No pasaré de ahí, digo, por pudor en presencia del maestro. Desdichadamente, no es el caso con Valverde, vivo en la poesía y en muchas prosas como las más suyas de esta Historia. Hay en ella páginas espléndidas, tales las dedicadas al romanticismo inglés o a la novela francesa de Stendhal a Zola, auténticos modelos de agilidad crítica a la vez que de presentación instructiva. (Pero no valen menos las flechas epigramáticas: los hermanos Goncourt acabaron viviendo para su Diario, "como hay peligro de que ocurra con todo Diario"; el "único defecto" de Edna Saint-Vincent Millay "fue no haber vivido en el siglo XIX", etcétera).

Valverde no sólo conocía punto por punto toda la gran literatura de Europa y América, sino que la había leído con tanta pasión como lucidez.
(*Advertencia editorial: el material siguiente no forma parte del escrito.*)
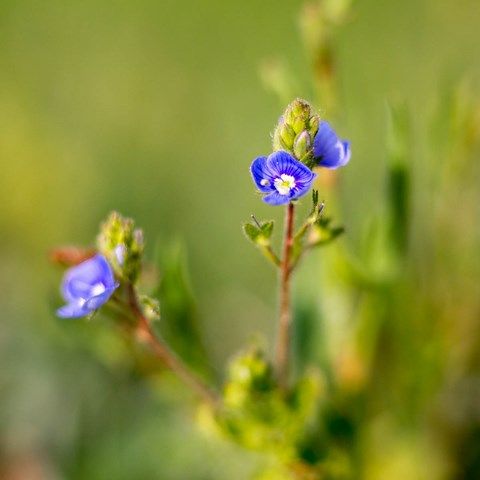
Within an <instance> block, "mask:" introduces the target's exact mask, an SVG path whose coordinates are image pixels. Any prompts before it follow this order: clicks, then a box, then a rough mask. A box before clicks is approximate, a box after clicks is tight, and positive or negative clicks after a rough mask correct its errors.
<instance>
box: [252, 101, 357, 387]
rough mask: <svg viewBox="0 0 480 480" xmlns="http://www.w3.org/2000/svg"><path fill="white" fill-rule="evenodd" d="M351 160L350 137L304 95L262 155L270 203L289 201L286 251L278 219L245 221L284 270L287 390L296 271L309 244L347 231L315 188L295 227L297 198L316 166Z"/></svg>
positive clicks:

Jamás se deja llevar por los dictámenes convencionales: dialoga con los textos y con los autores, no teme hacer objeciones a Goethe o a Conrad. Habla, claro está, a título desenvueltamente propio y a la luz de sus hábitos de creador. En ese sentido es significativa la manera justa y cordial en que se introduce a sí mismo en la Historia: "J. M. V. (autor, por cierto, de este libro) publica Hombre de Dios (1945), de religiosidad introspectiva". Pero también se siente portavoz de una tradición y un talante que a cada paso lo animan a opinar en nombre de "los poetas de hoy" o "el católico normal de ahora". No hace falta compartir sus apreciaciones ni sus planteamientos para sentirse estimulado por ellos. Las virtudes humanas de Valverde lo son también del historiador de la literatura universal.